- Purquil Location on the map of Bangladesh
- Coordinates: 23°46′51″N 91°05′00″E﻿ / ﻿23.780757°N 91.083451°E
- Country: Bangladesh
- Division: Chattogram (Chittagong)
- District: Brahmanbaria
- Upazila: Kasba
- Union: 2 No. Mehari
- Ward: 8 No.

Government
- • Type: Local government
- • Body: Union council
- • UP Chairman: Mosharraf Hossain Morshed
- • Ward Member: Juwel Mia

Population
- • Total: 650
- Time zone: UTC+06:00 (Bangladesh Time)
- Postal code: 3460

= Purquil =

Purquil is a village in the east-central part of Bangladesh. It is located at Mehari Union of Kasba Upazila in Brahmanbaria District of Chittagong Division.

== Demography ==
According to the 2011 census, the total population of Purquil village is about 650. All the people in the village are followers of Islam.

== Location ==
It is bounded on the east by Kheora village, on the west by Ishan Nagar village, on the north by Jamuna village and on the south by Bahar Aata and Chaubepur villages. All the villages are located in Mehari Union.

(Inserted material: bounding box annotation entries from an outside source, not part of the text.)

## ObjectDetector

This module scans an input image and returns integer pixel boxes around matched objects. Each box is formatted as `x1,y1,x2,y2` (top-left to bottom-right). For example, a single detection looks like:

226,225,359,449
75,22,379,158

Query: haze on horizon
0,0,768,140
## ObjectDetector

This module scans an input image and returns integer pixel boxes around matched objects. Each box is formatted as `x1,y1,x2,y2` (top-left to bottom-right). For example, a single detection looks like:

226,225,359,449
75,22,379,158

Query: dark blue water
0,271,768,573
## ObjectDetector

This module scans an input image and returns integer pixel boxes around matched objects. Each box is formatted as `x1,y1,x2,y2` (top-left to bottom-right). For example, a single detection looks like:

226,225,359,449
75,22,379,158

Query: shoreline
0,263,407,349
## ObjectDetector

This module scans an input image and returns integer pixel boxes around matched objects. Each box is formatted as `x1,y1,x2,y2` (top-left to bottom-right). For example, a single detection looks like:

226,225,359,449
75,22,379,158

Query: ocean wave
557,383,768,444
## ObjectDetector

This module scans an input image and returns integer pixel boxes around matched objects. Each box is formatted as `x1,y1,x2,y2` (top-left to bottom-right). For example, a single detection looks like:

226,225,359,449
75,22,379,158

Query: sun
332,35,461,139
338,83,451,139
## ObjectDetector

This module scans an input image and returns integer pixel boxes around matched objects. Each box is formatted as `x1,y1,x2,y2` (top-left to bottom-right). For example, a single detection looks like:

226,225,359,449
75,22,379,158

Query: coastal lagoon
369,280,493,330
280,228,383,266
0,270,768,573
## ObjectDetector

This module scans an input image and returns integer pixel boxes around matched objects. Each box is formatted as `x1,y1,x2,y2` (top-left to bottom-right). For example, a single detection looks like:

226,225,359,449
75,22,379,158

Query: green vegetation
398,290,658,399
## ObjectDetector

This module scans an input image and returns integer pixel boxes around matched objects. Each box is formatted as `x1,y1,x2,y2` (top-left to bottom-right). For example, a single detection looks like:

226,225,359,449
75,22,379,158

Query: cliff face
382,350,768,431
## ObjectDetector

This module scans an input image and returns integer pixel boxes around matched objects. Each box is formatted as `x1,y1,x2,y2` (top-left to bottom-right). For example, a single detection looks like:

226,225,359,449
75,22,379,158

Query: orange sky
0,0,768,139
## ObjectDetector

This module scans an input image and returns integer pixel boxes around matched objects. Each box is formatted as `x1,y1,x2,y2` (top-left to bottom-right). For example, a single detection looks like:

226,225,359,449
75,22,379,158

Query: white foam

A canal called Rajar Khal flows past the village of Purkuil, and a tributary of the Titas River flows not far from the village.

== Education and culture ==
There is a Fazil madrasa in the village called "Purquil Gausia Habibia Fazil Madrasa". There are also two Hafizia madrasas.

The village of Purkuil has three mosques and two Eidgahs for the Muslim community. There are two cemeteries in the village. There is also a small market in the village.